"Next Stop Poem Contest Submission"
Night Train Serenade
On still summer nights
with the windows open wide,
I hear faint, familiar music;
steel wheels on tracks.
And as I listen to the clickety
clack grow louder, the sounds
carry me back to long ago
summers at Grandma's
when trains rumbled
through the city day and night.
Alone in my bed,
I waited for each muffled roar
and clank, the rhythmic thunka. . .thunka,
reassuring as the steady tick-tocking
of the clock in Granny's parlor.
Those memories call to me now
in the sweet, slow whistle of a train,
mournful and magnificent.
The serenade begins softly,
swells to a lusty pitch, dies away in a sigh.
Lulled by the song,
I dream of riding trains in my sleep,
passing bayous, backyards and bean fields.
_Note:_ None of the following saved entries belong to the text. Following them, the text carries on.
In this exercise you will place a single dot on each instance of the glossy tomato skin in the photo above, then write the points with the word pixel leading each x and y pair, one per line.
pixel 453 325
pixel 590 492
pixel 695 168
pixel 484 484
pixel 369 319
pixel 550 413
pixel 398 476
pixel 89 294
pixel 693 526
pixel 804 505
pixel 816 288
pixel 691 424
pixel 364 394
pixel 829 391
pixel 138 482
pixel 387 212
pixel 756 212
Mountains and meadows appear
and disappear, frame by frame.
And sometimes, lost in dreamland,
I keep watch until the red light
on the caboose becomes a speck in the distance.
~ Marianne McNamara


Comments: 16
Around xmas time, the engineer plays a little xmas tune on the whistle as he passes through town. We find it rather neat.
in the sweet, slow whistle of a train,
mournful and magnificent.
The serenade begins softly,
swells to a lusty pitch, dies away in a sigh.
And this line: "passing bayous, backyards and bean fields." Well done on the alliteration! It's unexpected, and gives a sense of personalness to this poem.